Bug #61139 | Introduce a method to handle tables storing data with incorrect encoding | ||
---|---|---|---|
Submitted: | 12 May 2011 0:02 | Modified: | 12 May 2011 1:19 |
Reporter: | Daniel Webster | Email Updates: | |
Status: | Not a Bug | Impact on me: | |
Category: | Connector / J | Severity: | S3 (Non-critical) |
Version: | 5.1.15 | OS: | Any |
Assigned to: | CPU Architecture: | Any | |
Tags: | character_encoding |
[12 May 2011 0:02]
Daniel Webster
[12 May 2011 0:40]
Mark Matthews
This feature already exists connection-wide, see the property "useOldUTF8Behavior" in the docs at http://dev.mysql.com/doc/refman/5.5/en/connector-j-reference-configuration-properties.html Doing this on any other scope is really tough, as the driver doesn't actually ever fully parse *any* SQL, so it doesn't really know what database, table or column is "in scope".
[12 May 2011 1:17]
Daniel Webster
useOldUTF8Behavior: Use the UTF-8 behavior the driver did when communicating with 4.0 and older servers That is what is in the documentation.

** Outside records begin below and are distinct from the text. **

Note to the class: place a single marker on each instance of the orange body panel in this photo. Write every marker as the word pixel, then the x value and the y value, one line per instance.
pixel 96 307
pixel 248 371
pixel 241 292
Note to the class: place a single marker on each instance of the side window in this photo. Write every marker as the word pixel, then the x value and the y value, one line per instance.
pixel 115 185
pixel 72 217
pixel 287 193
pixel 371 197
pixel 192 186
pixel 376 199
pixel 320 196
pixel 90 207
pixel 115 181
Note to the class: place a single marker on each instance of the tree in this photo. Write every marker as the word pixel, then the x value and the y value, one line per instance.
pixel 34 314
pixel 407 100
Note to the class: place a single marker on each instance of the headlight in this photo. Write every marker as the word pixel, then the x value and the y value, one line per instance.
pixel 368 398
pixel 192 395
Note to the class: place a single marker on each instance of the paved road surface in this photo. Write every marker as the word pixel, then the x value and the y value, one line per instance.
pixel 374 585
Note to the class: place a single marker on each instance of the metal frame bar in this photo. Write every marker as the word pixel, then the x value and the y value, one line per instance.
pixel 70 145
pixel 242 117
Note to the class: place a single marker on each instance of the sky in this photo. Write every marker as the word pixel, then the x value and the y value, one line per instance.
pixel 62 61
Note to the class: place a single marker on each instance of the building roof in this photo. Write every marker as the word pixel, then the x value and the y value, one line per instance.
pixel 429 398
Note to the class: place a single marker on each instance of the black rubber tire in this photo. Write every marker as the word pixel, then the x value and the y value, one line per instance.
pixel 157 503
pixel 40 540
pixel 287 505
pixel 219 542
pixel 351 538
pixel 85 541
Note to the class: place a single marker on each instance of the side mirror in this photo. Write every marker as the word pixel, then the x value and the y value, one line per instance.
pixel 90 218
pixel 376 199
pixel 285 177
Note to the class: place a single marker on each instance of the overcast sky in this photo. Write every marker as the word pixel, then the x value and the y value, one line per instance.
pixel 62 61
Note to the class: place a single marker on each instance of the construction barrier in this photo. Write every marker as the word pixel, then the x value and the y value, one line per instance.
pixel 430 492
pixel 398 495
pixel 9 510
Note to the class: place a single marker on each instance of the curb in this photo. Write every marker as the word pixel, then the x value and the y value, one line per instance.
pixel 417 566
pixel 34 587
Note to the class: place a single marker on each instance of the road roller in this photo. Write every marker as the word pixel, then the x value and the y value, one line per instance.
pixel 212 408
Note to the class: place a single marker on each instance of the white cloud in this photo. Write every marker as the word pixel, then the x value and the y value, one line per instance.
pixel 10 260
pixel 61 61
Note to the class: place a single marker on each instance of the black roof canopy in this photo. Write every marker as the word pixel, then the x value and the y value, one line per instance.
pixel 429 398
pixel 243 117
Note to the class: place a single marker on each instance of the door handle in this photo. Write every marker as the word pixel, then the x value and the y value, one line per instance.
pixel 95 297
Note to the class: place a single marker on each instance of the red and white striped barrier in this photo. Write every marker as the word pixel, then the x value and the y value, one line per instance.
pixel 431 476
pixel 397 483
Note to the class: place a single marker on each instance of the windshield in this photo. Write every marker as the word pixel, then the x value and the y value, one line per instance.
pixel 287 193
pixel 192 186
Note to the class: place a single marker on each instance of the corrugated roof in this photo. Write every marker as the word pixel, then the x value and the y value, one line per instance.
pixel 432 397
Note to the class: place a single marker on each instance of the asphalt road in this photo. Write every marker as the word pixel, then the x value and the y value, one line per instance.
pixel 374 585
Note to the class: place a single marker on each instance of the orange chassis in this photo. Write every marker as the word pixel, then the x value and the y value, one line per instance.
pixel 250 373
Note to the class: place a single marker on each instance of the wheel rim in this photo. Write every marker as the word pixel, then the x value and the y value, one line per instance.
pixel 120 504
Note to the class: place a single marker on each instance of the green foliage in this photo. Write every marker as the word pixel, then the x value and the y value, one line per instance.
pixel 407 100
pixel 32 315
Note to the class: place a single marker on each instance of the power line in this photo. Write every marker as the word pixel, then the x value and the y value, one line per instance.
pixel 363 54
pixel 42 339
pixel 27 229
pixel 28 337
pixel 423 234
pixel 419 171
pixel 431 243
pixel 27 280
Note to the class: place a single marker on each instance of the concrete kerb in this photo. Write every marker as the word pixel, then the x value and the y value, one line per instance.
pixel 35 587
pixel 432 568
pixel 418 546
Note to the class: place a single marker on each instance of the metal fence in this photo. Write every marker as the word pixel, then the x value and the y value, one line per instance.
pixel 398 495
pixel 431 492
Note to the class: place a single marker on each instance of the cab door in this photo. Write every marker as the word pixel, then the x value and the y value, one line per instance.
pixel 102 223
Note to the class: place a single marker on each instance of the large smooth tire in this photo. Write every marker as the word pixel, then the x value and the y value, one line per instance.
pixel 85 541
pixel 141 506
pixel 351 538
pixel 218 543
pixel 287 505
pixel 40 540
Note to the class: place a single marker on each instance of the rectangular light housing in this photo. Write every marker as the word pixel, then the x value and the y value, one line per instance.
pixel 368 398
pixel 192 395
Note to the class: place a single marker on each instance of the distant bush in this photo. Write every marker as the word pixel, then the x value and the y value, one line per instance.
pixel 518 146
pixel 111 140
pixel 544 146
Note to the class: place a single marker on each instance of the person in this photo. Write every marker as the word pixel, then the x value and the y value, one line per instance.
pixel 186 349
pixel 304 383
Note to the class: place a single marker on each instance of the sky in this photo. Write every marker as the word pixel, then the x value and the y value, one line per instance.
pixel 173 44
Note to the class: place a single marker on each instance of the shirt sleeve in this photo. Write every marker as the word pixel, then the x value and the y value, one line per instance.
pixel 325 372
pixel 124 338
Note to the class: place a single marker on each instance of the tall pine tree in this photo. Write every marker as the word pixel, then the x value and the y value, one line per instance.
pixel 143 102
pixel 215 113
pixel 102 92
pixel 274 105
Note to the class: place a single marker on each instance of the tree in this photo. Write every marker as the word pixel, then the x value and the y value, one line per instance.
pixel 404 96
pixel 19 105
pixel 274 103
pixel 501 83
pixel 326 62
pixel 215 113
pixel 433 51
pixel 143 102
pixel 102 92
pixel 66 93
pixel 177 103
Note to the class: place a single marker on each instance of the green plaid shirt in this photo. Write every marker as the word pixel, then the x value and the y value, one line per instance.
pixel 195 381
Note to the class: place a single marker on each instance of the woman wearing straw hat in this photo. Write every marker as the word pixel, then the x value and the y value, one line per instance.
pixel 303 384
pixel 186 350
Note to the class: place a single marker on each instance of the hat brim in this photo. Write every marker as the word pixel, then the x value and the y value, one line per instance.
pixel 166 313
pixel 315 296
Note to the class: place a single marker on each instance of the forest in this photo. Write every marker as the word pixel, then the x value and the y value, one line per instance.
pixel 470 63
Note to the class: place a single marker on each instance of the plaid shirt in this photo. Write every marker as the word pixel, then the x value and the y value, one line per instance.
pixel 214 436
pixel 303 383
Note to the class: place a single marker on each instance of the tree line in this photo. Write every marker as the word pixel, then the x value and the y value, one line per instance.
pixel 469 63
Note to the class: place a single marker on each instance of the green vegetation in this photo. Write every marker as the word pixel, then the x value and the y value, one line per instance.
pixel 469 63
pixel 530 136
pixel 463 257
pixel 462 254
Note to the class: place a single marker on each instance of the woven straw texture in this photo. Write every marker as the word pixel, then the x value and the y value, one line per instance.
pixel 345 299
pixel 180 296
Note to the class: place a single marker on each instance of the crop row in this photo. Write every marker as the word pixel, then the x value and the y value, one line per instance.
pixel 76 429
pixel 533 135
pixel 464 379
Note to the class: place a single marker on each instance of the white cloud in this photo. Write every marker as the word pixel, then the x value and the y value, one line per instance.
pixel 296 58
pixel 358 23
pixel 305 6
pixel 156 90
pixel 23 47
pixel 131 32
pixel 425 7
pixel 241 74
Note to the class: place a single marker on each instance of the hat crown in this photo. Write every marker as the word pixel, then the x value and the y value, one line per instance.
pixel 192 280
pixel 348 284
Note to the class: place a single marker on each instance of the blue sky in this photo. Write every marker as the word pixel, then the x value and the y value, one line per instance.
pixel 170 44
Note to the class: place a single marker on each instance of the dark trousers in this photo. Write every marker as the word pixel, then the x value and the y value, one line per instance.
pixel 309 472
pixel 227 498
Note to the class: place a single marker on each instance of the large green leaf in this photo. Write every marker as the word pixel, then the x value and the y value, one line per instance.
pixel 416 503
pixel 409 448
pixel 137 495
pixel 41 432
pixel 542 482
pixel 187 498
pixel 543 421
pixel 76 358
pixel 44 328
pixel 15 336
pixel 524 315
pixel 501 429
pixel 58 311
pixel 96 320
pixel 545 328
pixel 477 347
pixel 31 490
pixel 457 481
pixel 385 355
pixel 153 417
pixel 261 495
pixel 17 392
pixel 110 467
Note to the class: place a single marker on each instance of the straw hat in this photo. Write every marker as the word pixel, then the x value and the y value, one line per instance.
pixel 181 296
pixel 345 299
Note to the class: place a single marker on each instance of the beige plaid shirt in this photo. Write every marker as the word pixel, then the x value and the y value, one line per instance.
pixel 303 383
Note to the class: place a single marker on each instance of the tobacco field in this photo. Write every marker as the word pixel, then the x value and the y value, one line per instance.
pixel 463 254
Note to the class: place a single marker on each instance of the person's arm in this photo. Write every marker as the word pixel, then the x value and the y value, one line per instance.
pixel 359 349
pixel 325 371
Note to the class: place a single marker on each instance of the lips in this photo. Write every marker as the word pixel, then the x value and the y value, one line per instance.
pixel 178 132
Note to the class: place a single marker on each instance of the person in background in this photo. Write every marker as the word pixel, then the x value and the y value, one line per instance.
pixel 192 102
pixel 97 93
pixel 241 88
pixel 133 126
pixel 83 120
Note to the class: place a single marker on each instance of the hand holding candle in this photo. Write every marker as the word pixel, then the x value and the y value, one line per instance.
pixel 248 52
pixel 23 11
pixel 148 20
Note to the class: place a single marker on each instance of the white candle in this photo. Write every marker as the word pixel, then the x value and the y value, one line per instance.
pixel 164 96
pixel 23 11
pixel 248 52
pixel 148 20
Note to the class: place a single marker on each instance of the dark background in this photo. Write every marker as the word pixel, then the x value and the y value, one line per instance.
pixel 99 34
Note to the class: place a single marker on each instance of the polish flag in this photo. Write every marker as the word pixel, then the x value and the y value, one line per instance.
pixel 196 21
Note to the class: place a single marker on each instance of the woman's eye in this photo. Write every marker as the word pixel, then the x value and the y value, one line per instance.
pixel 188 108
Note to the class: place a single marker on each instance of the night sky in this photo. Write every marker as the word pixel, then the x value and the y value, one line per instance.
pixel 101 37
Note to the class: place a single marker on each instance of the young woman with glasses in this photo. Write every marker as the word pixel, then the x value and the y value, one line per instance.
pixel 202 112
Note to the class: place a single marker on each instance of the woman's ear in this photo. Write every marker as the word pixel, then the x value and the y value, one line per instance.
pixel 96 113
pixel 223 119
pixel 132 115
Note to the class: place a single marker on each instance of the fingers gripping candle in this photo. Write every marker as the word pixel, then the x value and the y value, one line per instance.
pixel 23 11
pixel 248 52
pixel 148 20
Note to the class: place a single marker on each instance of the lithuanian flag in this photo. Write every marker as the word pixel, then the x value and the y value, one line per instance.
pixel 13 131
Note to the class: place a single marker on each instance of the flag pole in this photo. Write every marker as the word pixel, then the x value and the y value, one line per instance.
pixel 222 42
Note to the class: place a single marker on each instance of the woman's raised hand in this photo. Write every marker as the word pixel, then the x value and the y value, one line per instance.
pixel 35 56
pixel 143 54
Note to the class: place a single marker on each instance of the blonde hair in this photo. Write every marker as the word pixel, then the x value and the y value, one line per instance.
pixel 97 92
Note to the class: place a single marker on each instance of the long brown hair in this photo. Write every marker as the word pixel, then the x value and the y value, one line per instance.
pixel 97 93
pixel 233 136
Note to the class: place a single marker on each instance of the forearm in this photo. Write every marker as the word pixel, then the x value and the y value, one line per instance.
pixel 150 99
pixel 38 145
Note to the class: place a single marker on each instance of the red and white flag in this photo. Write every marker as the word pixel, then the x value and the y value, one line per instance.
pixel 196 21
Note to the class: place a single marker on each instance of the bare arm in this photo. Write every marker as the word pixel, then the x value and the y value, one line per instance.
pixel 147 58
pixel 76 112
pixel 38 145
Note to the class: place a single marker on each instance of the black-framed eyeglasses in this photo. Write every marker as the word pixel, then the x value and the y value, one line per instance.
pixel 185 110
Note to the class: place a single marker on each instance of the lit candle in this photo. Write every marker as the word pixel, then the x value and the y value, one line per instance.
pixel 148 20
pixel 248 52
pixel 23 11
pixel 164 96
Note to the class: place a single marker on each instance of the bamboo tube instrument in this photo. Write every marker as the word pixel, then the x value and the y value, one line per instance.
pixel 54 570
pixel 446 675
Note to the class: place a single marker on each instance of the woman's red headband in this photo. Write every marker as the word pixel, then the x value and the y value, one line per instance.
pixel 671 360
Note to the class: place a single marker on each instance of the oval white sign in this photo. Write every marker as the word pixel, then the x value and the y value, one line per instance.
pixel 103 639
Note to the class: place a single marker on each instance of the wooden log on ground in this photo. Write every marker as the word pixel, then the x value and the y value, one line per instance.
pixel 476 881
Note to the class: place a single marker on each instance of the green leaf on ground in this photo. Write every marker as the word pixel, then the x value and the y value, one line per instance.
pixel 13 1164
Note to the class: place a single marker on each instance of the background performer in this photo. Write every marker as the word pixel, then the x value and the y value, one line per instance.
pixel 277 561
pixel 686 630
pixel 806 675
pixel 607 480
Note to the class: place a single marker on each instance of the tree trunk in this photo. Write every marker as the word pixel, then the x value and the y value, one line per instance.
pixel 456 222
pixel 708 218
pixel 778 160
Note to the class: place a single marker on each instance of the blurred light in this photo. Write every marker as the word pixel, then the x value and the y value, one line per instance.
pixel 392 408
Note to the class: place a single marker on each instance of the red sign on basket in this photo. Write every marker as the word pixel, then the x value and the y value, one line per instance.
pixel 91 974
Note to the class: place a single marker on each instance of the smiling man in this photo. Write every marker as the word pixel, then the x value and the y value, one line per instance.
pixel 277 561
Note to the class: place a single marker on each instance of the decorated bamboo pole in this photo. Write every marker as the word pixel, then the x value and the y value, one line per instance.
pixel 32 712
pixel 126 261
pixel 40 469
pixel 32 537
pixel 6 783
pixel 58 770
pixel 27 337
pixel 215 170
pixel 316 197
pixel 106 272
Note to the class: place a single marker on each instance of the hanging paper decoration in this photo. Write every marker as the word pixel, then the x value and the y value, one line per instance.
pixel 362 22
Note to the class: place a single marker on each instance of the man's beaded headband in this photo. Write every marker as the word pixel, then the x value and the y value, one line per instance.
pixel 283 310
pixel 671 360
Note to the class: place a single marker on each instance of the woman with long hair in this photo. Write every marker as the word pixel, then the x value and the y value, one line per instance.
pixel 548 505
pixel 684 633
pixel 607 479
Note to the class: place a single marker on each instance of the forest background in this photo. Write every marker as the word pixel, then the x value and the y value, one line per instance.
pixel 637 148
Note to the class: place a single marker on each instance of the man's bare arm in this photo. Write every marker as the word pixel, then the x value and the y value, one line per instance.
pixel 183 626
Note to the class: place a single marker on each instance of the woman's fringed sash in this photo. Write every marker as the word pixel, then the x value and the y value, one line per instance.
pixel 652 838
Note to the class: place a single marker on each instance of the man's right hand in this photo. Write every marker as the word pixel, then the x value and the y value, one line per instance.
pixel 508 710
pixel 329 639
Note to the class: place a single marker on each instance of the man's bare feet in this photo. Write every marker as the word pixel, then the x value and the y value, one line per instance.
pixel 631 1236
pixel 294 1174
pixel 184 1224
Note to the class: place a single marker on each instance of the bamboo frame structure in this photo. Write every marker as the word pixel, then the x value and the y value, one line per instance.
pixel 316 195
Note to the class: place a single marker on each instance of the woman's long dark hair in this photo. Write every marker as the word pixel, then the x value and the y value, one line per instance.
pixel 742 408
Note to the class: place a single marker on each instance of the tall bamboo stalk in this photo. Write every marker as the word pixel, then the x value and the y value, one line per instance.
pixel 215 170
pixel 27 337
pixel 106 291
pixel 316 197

Does this mean "override character encoding found in the database"?
[12 May 2011 1:19]
Daniel Webster
Also, this "the driver doesn't actually ever fully parse *any* SQL" makes me think you are talking about the encoding of values in the SQL statement, which would affect the values in SQL where clauses, but I was mostly referring to the character encodings of values returned in a result set... that is, when I do a rs.getString(1); what character encoding is used to turn the bytes into Strings
[12 May 2011 13:28]
Mark Matthews
Daniel, The issue as I see it as a solution that scopes by database and table name needs to be *complete*, i.e. for reading-and-writing. In any case, the "old" way is to do exactly what you state. The driver tells the database that it's speaking "latin1", but really sending and reading UTF-8.